Embarquer soignants et patients
Pour aider à sauter le pas (pourquoi, quand, comment, etc.), développer l'intérêt pour cette démarche et la pérenniser, l’Omédit Grand Est en partenariat avec l’URPS médecins libéraux du Grand Est met à disposition des professionnels de santé de la région, sur demande depuis 2022, des outils concrets élaborés en collaboration avec des usagers du système de santé et des spécialistes des sciences humaines et sociales. Le praticien français pourra aussi s’appuyer sur des outils mis en place à l’étranger, notamment le site de référence canadien deprescribing.org qui présente, en libre accès, des algorithmes de déprescription pour de nombreuses classes thérapeutiques. Ou le site medstopper.com.
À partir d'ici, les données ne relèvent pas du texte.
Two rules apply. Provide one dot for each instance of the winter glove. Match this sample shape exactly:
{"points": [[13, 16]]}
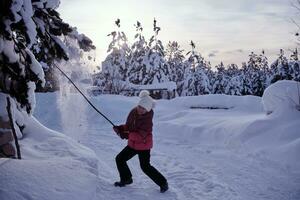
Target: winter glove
{"points": [[122, 133]]}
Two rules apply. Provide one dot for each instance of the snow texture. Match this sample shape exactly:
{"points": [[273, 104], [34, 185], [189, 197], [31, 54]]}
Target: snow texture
{"points": [[229, 154]]}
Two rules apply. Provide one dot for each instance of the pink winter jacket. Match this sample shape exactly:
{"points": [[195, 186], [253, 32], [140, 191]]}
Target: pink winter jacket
{"points": [[140, 130]]}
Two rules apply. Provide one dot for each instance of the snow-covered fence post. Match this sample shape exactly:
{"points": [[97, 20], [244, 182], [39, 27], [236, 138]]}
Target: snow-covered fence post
{"points": [[13, 128]]}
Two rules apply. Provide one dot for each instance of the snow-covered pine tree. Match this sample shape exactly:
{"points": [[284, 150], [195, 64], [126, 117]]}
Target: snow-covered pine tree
{"points": [[30, 34], [220, 80], [49, 46], [175, 60], [235, 83], [253, 83], [139, 48], [115, 65], [281, 70], [157, 70], [294, 63], [264, 69], [19, 69], [196, 82]]}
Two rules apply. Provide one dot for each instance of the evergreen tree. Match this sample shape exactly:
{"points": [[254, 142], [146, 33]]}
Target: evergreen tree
{"points": [[139, 48], [221, 80], [115, 65], [49, 46], [175, 58], [196, 82], [235, 82], [281, 70], [30, 39], [294, 64], [253, 78], [156, 68]]}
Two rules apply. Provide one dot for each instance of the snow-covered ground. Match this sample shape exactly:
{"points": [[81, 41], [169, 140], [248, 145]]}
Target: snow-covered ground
{"points": [[236, 152]]}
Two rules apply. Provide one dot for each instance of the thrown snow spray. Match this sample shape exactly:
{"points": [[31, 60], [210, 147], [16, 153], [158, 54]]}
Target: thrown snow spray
{"points": [[72, 106]]}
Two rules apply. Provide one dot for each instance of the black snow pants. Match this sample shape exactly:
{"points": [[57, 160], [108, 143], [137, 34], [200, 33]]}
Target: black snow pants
{"points": [[144, 157]]}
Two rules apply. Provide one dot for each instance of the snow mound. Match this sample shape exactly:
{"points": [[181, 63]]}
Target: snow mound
{"points": [[282, 96]]}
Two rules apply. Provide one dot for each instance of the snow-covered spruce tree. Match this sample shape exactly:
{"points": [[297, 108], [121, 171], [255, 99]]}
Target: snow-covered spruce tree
{"points": [[30, 34], [115, 65], [235, 83], [156, 67], [175, 60], [19, 69], [265, 69], [253, 79], [294, 63], [220, 81], [280, 69], [196, 82], [139, 48], [49, 47]]}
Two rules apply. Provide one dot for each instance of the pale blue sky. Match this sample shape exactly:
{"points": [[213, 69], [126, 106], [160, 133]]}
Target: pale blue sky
{"points": [[223, 30]]}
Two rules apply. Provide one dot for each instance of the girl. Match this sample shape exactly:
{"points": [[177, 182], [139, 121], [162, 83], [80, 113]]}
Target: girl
{"points": [[138, 131]]}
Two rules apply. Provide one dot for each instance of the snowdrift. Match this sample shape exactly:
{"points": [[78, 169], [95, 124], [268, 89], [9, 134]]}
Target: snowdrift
{"points": [[53, 166]]}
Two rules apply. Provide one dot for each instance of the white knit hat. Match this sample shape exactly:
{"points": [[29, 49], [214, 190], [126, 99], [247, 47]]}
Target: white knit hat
{"points": [[146, 101]]}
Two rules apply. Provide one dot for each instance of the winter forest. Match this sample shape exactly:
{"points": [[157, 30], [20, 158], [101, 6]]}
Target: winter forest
{"points": [[150, 62], [94, 108]]}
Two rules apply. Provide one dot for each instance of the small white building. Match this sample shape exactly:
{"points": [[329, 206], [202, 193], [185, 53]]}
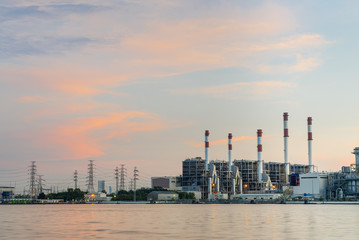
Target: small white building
{"points": [[6, 193], [311, 185], [162, 196], [96, 197], [218, 196], [169, 183], [256, 196]]}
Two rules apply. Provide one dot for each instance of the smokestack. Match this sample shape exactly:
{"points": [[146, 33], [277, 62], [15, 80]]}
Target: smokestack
{"points": [[286, 136], [229, 151], [356, 152], [310, 140], [206, 148], [259, 147]]}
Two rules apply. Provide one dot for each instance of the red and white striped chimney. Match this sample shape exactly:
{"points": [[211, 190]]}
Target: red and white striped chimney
{"points": [[229, 151], [286, 136], [310, 140], [259, 148], [206, 148]]}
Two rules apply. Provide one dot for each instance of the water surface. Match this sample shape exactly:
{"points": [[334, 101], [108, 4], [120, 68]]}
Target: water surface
{"points": [[147, 221]]}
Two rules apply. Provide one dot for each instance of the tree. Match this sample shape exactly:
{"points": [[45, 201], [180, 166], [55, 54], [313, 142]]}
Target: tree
{"points": [[41, 196]]}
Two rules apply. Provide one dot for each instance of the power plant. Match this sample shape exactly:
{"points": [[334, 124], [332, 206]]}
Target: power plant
{"points": [[232, 179], [235, 179]]}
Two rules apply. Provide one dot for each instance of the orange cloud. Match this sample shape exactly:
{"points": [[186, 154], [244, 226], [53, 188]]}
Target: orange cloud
{"points": [[35, 99], [63, 78], [85, 137], [220, 141], [242, 90]]}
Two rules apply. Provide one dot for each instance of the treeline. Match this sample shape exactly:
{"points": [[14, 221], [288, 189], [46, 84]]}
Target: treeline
{"points": [[70, 195], [141, 194]]}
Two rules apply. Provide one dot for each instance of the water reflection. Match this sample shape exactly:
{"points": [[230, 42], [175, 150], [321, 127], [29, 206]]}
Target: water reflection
{"points": [[179, 221]]}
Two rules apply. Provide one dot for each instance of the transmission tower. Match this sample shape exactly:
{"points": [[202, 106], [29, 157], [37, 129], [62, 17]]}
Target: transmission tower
{"points": [[32, 189], [135, 178], [90, 187], [40, 188], [122, 177], [130, 185], [116, 178], [75, 178]]}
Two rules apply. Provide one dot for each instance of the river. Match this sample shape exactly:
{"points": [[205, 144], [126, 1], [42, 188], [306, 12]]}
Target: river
{"points": [[179, 221]]}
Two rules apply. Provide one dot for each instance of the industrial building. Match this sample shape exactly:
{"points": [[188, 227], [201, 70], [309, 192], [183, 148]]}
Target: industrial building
{"points": [[166, 182], [245, 176], [6, 193], [162, 196], [101, 185]]}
"Tout l’enjeu n’est pas tant sur l’outil, c’est d’y aller en équipe, à plusieurs, avec un discours homogène", explique le Pr Beuscart. Car si les patients eux-mêmes peuvent être demandeurs ou acceptent la déprescription, il y a parfois des barrières et des réticences dont il faut tenir compte. "Certains patients ont peur d’une altération de leur état de santé. Ils se demandent aussi pourquoi arrêter maintenant alors qu’ils prennent le médicament depuis 20 ans, poursuit le gériatre. Et puis, pour les personnes âgées, c’est le signe que le corps a véritablement vieilli, c’est un moment difficile pour eux." "Mais il faut dédramatiser la déprescription", insiste le Pr Fournier.
L’Omédit Grand Est propose, dans ses outils, une ordonnance de déprescription. "L’écrit est vecteur de symboliques, matérialise la décision thérapeutique faite en concertation, et qui peut donc être l’arrêt ou la réduction d’un médicament", explique Manon Vrancken. Pour le Pr Beuscart entre en jeu un autre facteur : "Les patients nous font confiance si on trouve les mots justes."